Appreciate if you can grant access to David Dennis for GPA – Timor.

David is CEO Timor Leste.

Thanks
Ravi

_____________________________________________
From: Dennis, David (Timor) 
Sent: Tuesday, 21 October 2014 11:34 AM
To: Deo, Ravinesh
Subject: FW: Please Approve the Q GPA Access.

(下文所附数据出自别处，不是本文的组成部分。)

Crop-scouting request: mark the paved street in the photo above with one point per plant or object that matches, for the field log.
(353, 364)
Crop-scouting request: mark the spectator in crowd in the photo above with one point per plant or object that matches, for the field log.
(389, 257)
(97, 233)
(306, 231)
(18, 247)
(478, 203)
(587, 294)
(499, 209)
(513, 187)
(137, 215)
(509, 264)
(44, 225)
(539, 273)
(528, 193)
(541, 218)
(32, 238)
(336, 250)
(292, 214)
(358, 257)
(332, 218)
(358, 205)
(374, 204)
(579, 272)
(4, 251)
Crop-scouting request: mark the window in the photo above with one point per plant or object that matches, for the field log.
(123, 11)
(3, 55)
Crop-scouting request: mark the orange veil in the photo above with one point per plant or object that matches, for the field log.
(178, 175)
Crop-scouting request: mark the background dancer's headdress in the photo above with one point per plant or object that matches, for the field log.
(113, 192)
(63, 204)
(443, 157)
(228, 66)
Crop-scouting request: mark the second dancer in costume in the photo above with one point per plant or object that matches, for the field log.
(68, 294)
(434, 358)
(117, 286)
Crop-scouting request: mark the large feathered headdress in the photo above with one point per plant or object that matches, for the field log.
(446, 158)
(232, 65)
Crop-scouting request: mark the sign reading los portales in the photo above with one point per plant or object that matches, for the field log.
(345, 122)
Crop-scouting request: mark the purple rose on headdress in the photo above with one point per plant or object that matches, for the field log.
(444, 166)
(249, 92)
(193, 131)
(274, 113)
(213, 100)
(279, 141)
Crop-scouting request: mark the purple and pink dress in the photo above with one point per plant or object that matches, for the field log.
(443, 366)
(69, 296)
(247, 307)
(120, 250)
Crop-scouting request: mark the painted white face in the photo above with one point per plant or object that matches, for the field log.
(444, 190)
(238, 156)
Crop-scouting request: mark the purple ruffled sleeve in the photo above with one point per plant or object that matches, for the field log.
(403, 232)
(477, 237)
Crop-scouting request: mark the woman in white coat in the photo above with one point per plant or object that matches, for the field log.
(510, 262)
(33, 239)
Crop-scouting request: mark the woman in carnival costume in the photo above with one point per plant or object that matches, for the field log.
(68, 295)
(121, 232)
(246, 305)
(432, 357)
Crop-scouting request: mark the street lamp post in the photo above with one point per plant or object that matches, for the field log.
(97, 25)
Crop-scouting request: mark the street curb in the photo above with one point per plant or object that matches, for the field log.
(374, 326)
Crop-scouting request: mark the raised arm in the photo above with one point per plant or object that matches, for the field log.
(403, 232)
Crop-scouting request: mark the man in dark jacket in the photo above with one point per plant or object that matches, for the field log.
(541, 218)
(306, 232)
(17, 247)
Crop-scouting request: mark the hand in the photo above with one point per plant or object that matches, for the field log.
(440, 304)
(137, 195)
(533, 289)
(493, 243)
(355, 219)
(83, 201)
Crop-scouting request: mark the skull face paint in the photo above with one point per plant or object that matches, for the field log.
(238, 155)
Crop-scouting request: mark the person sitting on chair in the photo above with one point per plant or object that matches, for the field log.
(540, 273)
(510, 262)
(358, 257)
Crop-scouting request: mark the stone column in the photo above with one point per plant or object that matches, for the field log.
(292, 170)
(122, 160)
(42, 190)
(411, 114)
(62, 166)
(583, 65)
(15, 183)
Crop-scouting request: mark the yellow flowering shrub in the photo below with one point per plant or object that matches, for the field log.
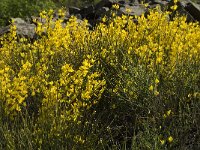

Here you go - appreciate your help Rgds

______________________________________________ 
From:   Dennis, David (Timor)  
Sent:   Thursday, 9 October 2014 11:33 AM
To: Buchanan, Geoffrey (Solomon Islands)
Subject:    Please Approve the Qlikview Access.

Hello,

Can you please review the attached form and click ' Manager Approval' to approve.

Thanks"

我已提到here,我使用了以下代码

ex <- gsub("^[from:](.*?)[from:]$", "",impordata$Problem.Description[i] )

但这会给所有邮件特别排!

期望输出:

1

From:   Kumar M,  
    Sent:   Tuesday, 21 October 2014 7:30 AM
    To: Deo, Ravinesh; G S, Venkatesh;
    Cc: Monteleone, Elif; Kabyanga, Isaac
    Subject:    FW: Please Approve the Qlik  Access.


    Hi Ravi,

    We will work on the providing David access to Ql and an email will be sent out once the access is set up.   

    Regards,
    Santhosh

[2]

From:   Deo, Ravinesh  
    Sent:   Tuesday, 21 October 2014 7:20 AM
    To: Kabyanga, Isaac; Kumar M, Santhosh
    Cc: Monteleone, Elif
    Subject:    FW: Please Approve the Qlikview Access.

    Hi Isaac/Santhosh,

    Appreciate if you can grant access to David Dennis for GPA – Timor.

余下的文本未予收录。